# Summer Stock



## LampofGod (Nov 17, 2009)

Okay guys, I'm in a pickle. I have searched far and wide the internet for summer stock or paying summer internships/apprenticeships... I am a freshman in college, I have a great resume, I can interview well, and I know a little bit about a lot. But the problem is I don't have a name for myself other than being a good worker in my college and a resourceful ME back home.

I'm a Tech Direction major and want to get more into sound this summer. I don't have much experience, I have only been mixing for 3 years, don't know how to design a sound show (but do have books coming in the mail to give me an okay start), but am really passionate about sound. I am a carpenter of 5 years, but want to expand my technical pallete. Any ideas of where I could go/tips and tricks to help me get there?

The pay is only an issue because I need a place to live/pay off college loans. It doesn't have to be much, just enough to last me two months into college next year, when I get my first check.

I would like to work in Connecticut or New York, I am based out of Pittsburgh, but my home is in Southern Maryland, near D.C. I have found a few good places (The Roundabout Theatre in NY seems very promising if I can get my foot in the door), but I am just stuck. Am I even posting this in the right section?

In other news, anybody looking for a touring gig? Avenue Q is touring and looking for a slew of people.

Work Light Productions - Employment

It should be one of the first ones, it's based in NJ.
BackstageJobs.com 

Seeing as I can't rationalize taking a semester away from college, and the fact that I don't personally think I'd be ready for that big of a job and would prefer to not ruin my name so early in my career, I am passing this on to the people of CB in hopes that the show can go on.

Thanks in advance,
-David


----------



## ScottT (Nov 18, 2009)

See the Wiki Article "Getting a Job in the Industry"

http://www.controlbooth.com/forums/collaborative-articles/9123-getting-job-industry.html


----------



## shiben (Nov 18, 2009)

The above collaborative article is a good primer, but i dont think it actually answers your question. What you should do is what I am currently doing: Get together with professors that you respect/like, and people in your theater department who have extensive industry experience. Ask them for advice in this area. Also realize that your probably not going to get a job right away, or even soon. I have sent in maybe 12 resumes so far, and no result. This is apparently normal, and thats something I need to get used to, as do all the students on the forum. The people who are best for that are the resources that your professors have, because they are on the ground, know you and your strengths, and can point you in the right direction. This is probably not the best place, because we lack that information about you, and its an anonymous internet forum, not a personal relationship with an advisor.


----------



## Footer (Nov 19, 2009)

I am going to be doing a big writeup about landing a summerstock job and what to expect in the coming weeks, but until then....

Don't fret too much over it right now. Most summer theatres have just turned in their budgets for approval for the oncoming season. Until they get approved they don't know how many people they can afford.

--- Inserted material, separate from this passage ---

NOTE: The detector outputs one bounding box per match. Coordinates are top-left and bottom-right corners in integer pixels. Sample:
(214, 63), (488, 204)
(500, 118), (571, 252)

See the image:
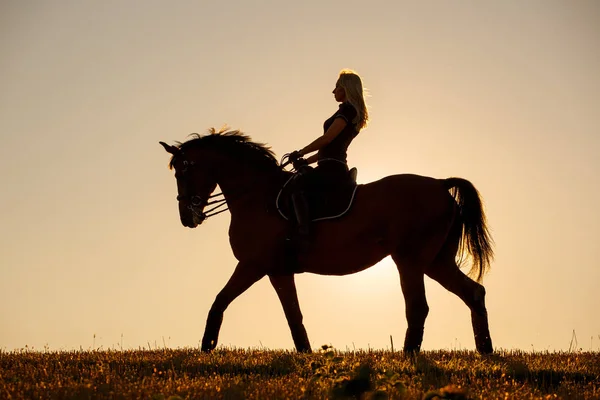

Some have yet to even solidify their shows for the season. Most company's make a call to their previous employees about the oncoming year in January and then start hiring from there to fill empty positions. Postings start going up in Feb. and most hiring is done by April. 

In the mean time... talk to your classmates about where they have worked and what they have done. That is by far your best in to any summerstock company. I have been hired for one summerstock via a posting, all the rest of my summer gigs were via people I knew or met. Odds are your school has a preferred theatre that a lot of students go to. See if they need another hand.


----------



## LampofGod (Dec 10, 2009)

Thank you all for the advice. I will make sure to talk to some of the upperclassmen I know who have worked summerstock and check in with my professors. Last two summer stocks I worked at were small local ones where I was hired because of knowing the right people, and that is the extent of getting hired outside of my normal circle I work in. So hopefully in the next few months I get a reply or two. Once again, thank you all for your help.


----------